Black Books, How I Love Thee

by V. L. Craven


Because I have an unbelievably short attention span I have to be doing at least two things at once or else I can’t concentrate on anything. I’ve been working on adding notes and quotes from books to this site and that requires having something else happening in the background. Oh look, Black Books, the best show in the history of time. If you like books you must see this show. If you like British comedy, watch it. If neither of those things appeal to you I haven’t the foggiest why you’re reading my blog as we have nothing in common. Nothing, I tell you.

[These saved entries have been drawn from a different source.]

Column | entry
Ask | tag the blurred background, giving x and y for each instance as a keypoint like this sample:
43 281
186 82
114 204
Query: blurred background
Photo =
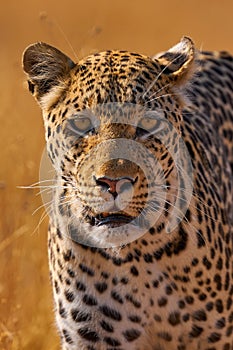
77 28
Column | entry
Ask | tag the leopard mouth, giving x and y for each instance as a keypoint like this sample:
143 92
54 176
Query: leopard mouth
111 220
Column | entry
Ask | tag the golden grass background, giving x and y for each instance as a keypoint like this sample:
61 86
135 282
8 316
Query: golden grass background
149 26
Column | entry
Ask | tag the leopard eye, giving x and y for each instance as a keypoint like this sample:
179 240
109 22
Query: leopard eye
81 125
148 124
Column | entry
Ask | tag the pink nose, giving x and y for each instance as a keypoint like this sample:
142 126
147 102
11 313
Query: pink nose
116 186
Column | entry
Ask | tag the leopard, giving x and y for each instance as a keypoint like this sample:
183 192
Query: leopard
140 241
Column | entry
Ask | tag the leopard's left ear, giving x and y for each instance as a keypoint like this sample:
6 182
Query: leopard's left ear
46 68
178 62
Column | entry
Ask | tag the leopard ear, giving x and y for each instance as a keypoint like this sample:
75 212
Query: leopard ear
178 62
46 68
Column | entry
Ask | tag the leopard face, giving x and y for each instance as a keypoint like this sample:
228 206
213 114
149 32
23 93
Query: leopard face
142 208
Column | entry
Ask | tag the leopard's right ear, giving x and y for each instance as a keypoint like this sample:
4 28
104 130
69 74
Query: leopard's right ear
47 68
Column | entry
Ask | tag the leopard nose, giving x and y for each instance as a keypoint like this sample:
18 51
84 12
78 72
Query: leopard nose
116 186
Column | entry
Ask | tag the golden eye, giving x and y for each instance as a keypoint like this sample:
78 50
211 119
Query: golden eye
82 124
148 124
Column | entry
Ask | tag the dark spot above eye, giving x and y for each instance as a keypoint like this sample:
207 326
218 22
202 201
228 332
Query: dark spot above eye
88 334
131 334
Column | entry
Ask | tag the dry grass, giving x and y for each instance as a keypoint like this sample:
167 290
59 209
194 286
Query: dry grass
26 318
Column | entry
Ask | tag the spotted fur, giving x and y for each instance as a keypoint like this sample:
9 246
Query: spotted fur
164 290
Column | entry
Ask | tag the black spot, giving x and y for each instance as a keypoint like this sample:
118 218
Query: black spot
105 275
214 337
131 334
70 273
67 255
80 316
219 305
220 323
124 280
69 296
67 337
88 334
196 331
80 286
148 258
134 271
199 315
112 341
89 300
132 300
200 239
134 318
61 310
189 299
111 313
158 254
165 335
107 326
101 287
162 301
174 318
116 296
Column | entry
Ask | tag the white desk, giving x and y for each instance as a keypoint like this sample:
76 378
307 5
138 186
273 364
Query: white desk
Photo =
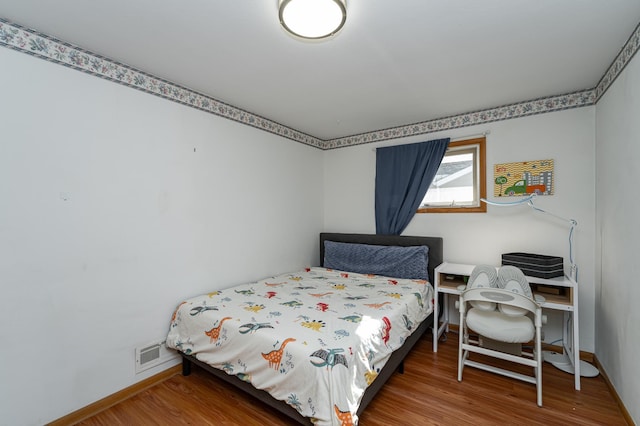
560 294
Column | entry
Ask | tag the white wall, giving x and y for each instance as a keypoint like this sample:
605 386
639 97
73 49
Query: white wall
567 137
618 233
109 218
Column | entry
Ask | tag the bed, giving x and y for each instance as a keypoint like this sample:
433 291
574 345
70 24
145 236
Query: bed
316 344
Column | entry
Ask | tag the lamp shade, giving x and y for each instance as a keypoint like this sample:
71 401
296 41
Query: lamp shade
313 19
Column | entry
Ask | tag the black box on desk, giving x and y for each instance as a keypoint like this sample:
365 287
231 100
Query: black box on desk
535 265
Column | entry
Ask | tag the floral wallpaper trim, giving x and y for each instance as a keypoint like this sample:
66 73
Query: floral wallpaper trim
42 46
522 109
624 57
46 47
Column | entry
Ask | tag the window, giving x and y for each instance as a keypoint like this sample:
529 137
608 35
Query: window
460 181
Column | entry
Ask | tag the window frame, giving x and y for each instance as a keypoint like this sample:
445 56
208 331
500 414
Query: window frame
482 180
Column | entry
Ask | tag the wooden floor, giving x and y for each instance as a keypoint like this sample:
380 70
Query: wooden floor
428 393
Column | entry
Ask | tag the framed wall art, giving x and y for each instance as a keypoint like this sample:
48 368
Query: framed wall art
523 178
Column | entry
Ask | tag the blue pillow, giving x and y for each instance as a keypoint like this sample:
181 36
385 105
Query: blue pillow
390 261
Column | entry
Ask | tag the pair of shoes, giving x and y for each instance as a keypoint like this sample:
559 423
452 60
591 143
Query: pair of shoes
512 279
483 276
508 278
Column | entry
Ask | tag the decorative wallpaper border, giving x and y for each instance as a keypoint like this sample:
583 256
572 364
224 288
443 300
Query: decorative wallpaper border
46 47
624 57
31 42
522 109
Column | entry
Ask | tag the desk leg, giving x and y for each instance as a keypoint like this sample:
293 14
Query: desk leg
576 347
436 323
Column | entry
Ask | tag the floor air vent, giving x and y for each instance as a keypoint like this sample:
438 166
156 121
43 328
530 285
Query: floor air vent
151 355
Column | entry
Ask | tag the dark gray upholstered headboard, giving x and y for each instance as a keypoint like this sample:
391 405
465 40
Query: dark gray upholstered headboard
434 244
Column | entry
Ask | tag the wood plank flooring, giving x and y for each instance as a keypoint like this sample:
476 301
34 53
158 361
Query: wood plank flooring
428 393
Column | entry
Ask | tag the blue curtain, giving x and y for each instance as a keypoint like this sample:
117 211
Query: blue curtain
403 176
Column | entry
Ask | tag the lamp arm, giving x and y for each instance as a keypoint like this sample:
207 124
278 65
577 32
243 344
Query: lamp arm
529 201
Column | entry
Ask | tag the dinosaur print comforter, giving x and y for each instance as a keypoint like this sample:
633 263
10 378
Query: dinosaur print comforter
315 338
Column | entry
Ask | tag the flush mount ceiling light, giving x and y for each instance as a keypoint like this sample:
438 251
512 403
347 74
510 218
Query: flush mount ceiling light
312 19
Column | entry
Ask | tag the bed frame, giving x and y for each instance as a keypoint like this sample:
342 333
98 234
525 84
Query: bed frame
394 363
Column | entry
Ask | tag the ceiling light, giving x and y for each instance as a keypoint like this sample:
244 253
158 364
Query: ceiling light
313 19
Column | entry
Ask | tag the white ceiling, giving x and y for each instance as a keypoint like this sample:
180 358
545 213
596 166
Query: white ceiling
394 63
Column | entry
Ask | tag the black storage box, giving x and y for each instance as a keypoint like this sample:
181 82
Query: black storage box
535 265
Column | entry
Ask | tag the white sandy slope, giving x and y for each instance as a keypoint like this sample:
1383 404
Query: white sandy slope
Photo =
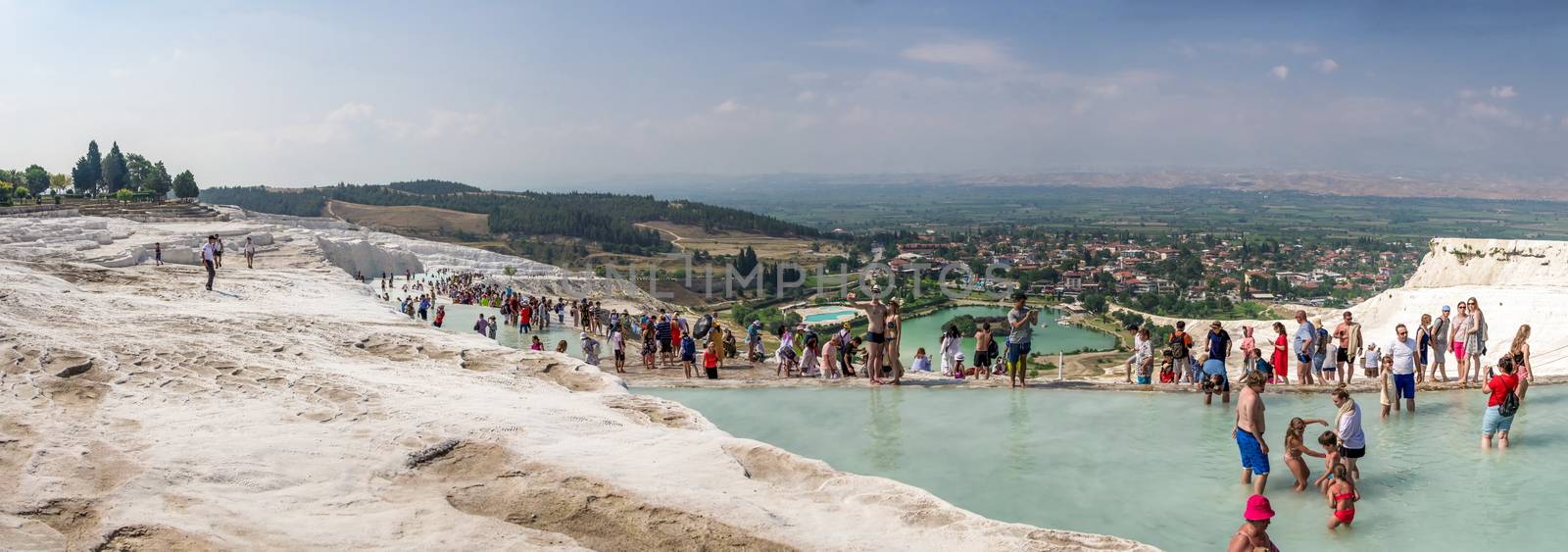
295 411
1515 281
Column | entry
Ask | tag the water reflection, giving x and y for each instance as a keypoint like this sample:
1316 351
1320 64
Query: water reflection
1019 446
885 427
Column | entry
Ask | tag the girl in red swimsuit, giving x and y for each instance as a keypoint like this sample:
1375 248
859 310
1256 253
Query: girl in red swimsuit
1280 356
1343 499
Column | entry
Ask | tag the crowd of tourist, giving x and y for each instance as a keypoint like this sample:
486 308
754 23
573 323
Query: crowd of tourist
1325 356
1322 356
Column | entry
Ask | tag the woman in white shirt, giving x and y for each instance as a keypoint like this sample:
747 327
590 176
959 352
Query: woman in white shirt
951 344
1142 352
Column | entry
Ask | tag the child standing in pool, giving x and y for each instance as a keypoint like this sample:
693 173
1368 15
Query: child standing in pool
710 360
1167 368
650 350
1294 447
1341 499
1330 442
830 360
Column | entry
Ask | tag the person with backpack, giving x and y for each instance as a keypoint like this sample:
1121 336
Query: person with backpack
1181 350
1501 405
1305 340
1322 350
1402 374
1440 345
1280 356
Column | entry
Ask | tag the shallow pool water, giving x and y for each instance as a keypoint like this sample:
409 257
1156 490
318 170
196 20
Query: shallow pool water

Of course, I’ve seen all three series many, many times, but it always makes me laugh. I watched it all a couple weeks ago, actually. So I thought I’d change it up a bit and put it on with the commentary, which is the three stars Dylan Moran, Bill Bailey and Tamsin Grieg talking about the show. Holy christ, I’ve been laughing my ass off. It’s mostly them saying, “Look how great/shite/thin/sick I look!”, talking about how great the extras were or bitching about how stupid the script is. (The show was written by Moran. I love people who can slag themselves off, which sounds naughty but isn’t.)

Of course, after this I’ll have to dig out my Dylan Moran CDs and Bill Bailey DVDs.

And I curse you people for only making three piddly series worth. In England, they hate themselves and they think everything they do is rubbish so they do stupidly short TV series–6 to 8 episodes per year is typical of comedies. Meanwhile, in the US they think everything they do is effing brilliant so they run some tired concept into the ground by doing a total of a hundred episodes when they ran out of steam aaaaages before.

More Black Books! Less Yank crap! (And I’m still pissed at the Brits for inventing Pop/American Idol. Don’t think brilliant shows like BB and Spaced gets you any slack.)